J. Lorand Matory is an American academic and Lawrence Richardson Professor of Cultural Anthropology and African and African American Studies at Duke University.

==Early life and education==
Matory grew up in Washington, D.C., and attended Harvard College. He received his Ph.D. in anthropology from the University of Chicago in 1991.

==Career==
Currently, he is Chair of the African and African American Studies department at Duke University. He is the author of Sex and the Empire That Is No More: Gender and the Politics of Metaphor in Oyo Yoruba Religion (Minneapolis, University of Minnesota Press 1994; Second, Revised Edition, New York and London: Berghahn Books, 2005); and Black Atlantic Religion: Tradition, Transnationalism and Matriarchy in the Afro-Brazilian Candomblé (Princeton; Princeton University Press, 2005).

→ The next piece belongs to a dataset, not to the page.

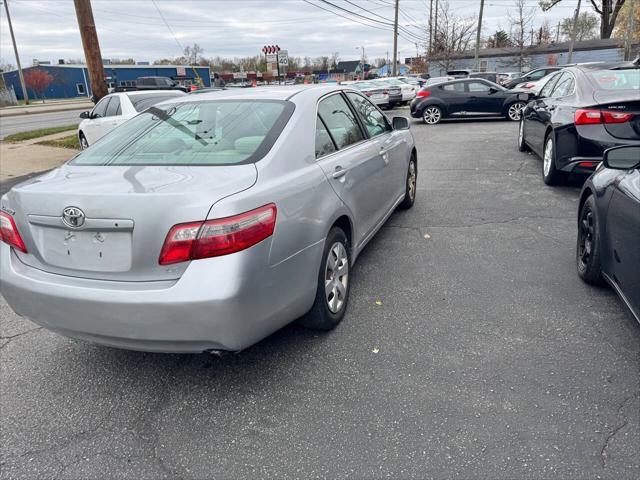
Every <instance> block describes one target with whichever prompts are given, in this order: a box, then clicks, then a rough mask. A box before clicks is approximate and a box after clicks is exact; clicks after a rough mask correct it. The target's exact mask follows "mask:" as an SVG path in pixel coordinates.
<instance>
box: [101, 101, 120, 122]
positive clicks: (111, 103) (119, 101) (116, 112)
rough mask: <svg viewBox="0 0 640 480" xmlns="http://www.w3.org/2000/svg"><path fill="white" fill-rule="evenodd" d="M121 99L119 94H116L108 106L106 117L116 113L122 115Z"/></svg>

Matory supports disinvestment from Israel. At one point, he criticized Larry Summers, then President of Harvard University, who called efforts by Matory and others to divest from Israel "anti-Semitic in effect, if not intent." According to Matory, "the knee jerk accusation that targeted criticism of Israel singles out Israel is as absurd as stating that the anti-apartheid movement was singling out South Africa."

In the summer of 2005, Matory was one of the leaders of a group calling for a faculty vote of no-confidence in University President Larry Summers. Although Matory had tenure at Harvard, he complained about issues regarding his compensation and diversity at the faculty, and when he received the offer to come to Duke in 2008, Harvard made a counter-offer that Matory considered inadequate before he accepted Duke's offer and left in the fall to take up his new position.